This piece originally appeared in MUSE Issue XVIII. Check out the issue here.
I’ve long grown up hearing from peers and adults that watching too much television would turn my brain to mush. As high school progressed and the number of shows that I religiously watched increased, I felt I needed to downplay how important television was in my life. I’d pretend to feel sorry for myself, sitting on the couch watching TV on a Saturday night, while, on the inside, I was in fact thrilled. From the comfort of my own living room, I could travel through different times and places, taking on perspectives I’d never be offered in real life.

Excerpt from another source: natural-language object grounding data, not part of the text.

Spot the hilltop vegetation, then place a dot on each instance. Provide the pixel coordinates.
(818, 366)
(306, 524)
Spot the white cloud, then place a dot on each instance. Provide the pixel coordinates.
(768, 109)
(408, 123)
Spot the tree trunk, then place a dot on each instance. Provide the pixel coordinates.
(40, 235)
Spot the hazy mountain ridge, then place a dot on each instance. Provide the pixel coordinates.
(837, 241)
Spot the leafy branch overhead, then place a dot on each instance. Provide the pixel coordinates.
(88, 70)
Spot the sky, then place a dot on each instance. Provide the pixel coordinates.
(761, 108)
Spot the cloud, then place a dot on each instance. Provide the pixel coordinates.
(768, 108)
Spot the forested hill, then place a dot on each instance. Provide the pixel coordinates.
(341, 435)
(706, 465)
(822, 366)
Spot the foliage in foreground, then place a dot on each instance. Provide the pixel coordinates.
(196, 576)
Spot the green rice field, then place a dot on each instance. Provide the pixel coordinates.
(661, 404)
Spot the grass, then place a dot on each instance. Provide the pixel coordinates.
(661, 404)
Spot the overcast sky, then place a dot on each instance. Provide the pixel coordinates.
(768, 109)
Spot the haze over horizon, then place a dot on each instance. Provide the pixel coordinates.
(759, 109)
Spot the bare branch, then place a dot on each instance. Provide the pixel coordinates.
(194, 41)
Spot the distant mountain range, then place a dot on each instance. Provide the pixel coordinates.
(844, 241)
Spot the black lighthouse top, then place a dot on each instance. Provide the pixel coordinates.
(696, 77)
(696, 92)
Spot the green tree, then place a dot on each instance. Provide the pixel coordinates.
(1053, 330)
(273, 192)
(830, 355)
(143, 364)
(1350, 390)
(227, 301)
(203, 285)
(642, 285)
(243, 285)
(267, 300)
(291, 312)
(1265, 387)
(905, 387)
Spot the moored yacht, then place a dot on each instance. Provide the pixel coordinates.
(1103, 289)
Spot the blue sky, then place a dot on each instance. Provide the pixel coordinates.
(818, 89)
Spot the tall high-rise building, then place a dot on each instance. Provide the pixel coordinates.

Back then, these TV shows didn’t need to be high-brow. Since middle school, I’ve been obsessed with Survivor. Observing the interactions between people from different walks of life has brought me new perspectives, and allowed me to connect with people vastly different from myself. Today, This Is Us—often pegged as just a wine-and-cry show for moms—features characters coping with problems ranging mental illness, grief, addiction, adoption, racism, and body image issues. While it may present a romanticized version of these journeys in which everything ends up okay, the show still creates a space for mass audiences to think and talk about these issues. And while the government strips sex education from primary schools, shows like Sex Education and Big Mouth step in to educate on topics ranging from puberty to birth control options.
Our generation has seen a shift in TV. We were raised on shows like Friends and The Big Bang Theory in which only white actors were featured and the occasional non-straight character was exhaustingly over-stereotyped. Throughout our time as teenagers, however, shows like Transparent and Dear White People have countered these narratives, shedding light on social inequalities and experiences of marginalized groups. As the face of TV grows, it’s awesome that more people are now finding television characters with whom they can identify. It’s also awesome that more people are now finding television characters from whom they differ, and from whom they can learn.
I’m not saying TV is the most important way of understanding other people, nor should you prioritize it over other aspects of your life. Talking to people with lived experiences will likely always be more authentic than the romanticized stories put on television. It’s time, however, to move on from the narrative that nothing is to be gained from television. The past decade has shown us than TV consumers and creators are not lazy people, and movements like #MeToo and #TimesUp have proven it. While we can find some sort of educational aspect to any form television, its recent push for diversity has granted us the opportunity to admit how much we love it. I’m no longer ashamed to be honest about how much TV matters in my life; it’s a way to relax, but it’s also a way to learn, and don’t let anyone shame you for it.